Search code examples
javascalainputstreambufferedreader

How to reading Java (Using Java lib in Scala) InputStream efficiently?


My Scala server gets InputStream object from socket by socket.getInputStream (some bytes sent from my socket client, the size of bytes is printed below)

And following code tries to read it to Array

  var buffer: Array[Byte] = null
  def read(stream: InputStream, size: Int) = {
    val start = System.nanoTime()
    buffer = new Array[Byte](size)
    var value: Int = 0
    (0 until size).foreach(i => {
      value = stream.read()
      buffer(i) = value.toByte
    })
    val end = System.nanoTime()
    println(s"Getting buffer from InputStream, size: $size, cost: ${(end - start)/1e6} ms")
    buffer
  }

Part of output is

Getting buffer from InputStream, size: 4, cost: 174.923596 ms
Getting buffer from InputStream, size: 2408728, cost: 919.207885 ms

However, for the same data size, some existed server could be much faster, e.g. Redis could send the bytes in ~10ms, so

Is it possible to improve the performance in this Program?


Solution

  • stream.read() is the slowest take on the concept.

    Instead you want the read(byte[]) variant, or the read(byte[], int offset, int length) variant (one is just a very simple, and performance-wise essentially free, wrapper around the 3-param method).

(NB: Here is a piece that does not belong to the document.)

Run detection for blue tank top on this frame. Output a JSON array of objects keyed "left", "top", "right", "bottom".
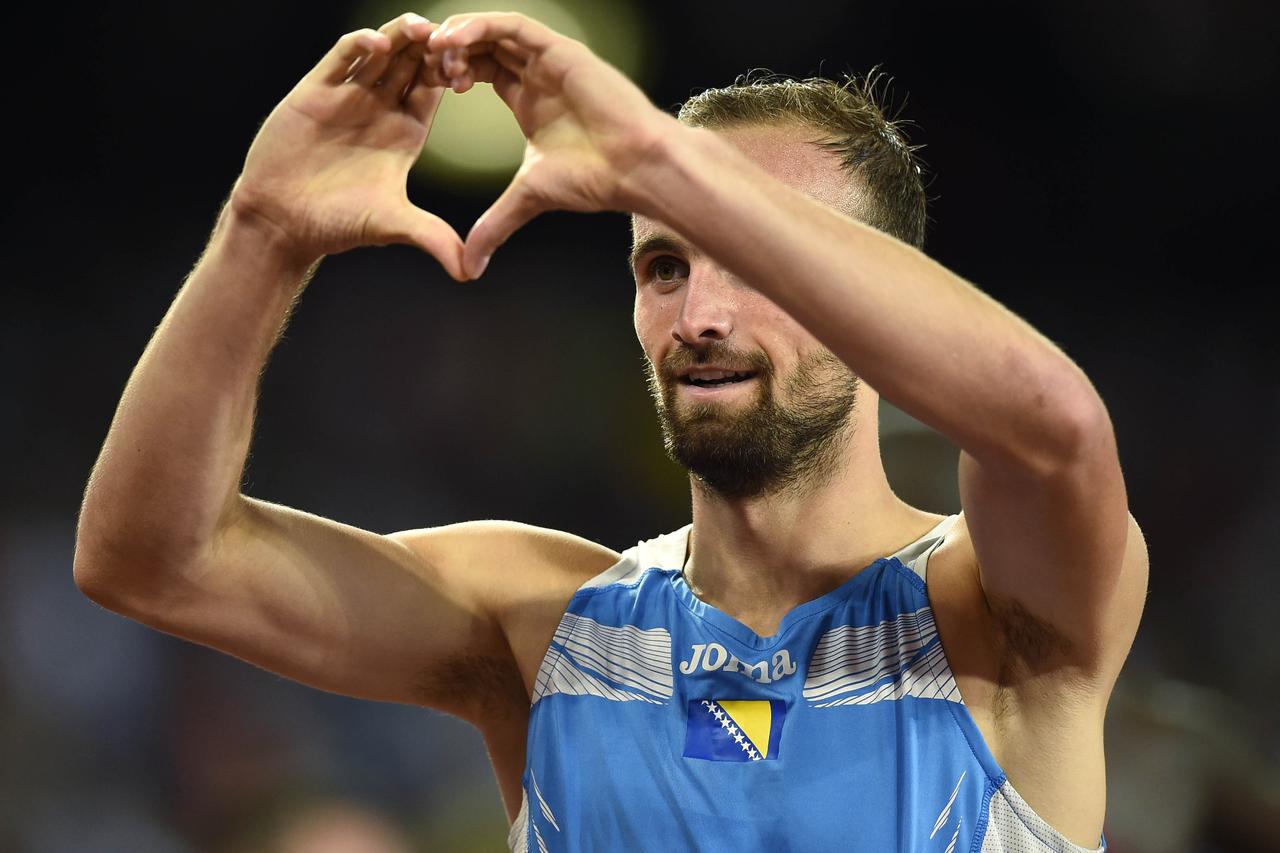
[{"left": 509, "top": 516, "right": 1104, "bottom": 852}]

    The 'overhead' of using read() ranges from 'slight' (in case buffers are involved) to 'a factor 1000x' in case there aren't. If it's the second, you can get back to the 'slight' overhead by wrapping your inputstream in a BufferedInputStream and read from that.

    But no matter what happens, this:

    int toRead = 1000;
    byte[] data = new byte[toRead];
    int readSoFar = 0;
    while (readSoFar < toRead) {
      int read = in.read(data, readSoFar, toRead - readSoFar);
      if (read == -1) throw new IOException("Expected more data");
      toRead += read;
    }
    

    is far faster than:

    int toRead = 1000;
    byte[] data = new byte[toRead];
    while (toRead > 0) {
      data[toRead--] = in.read();
    }
    

    usage of scala makes no difference in performance for these examples.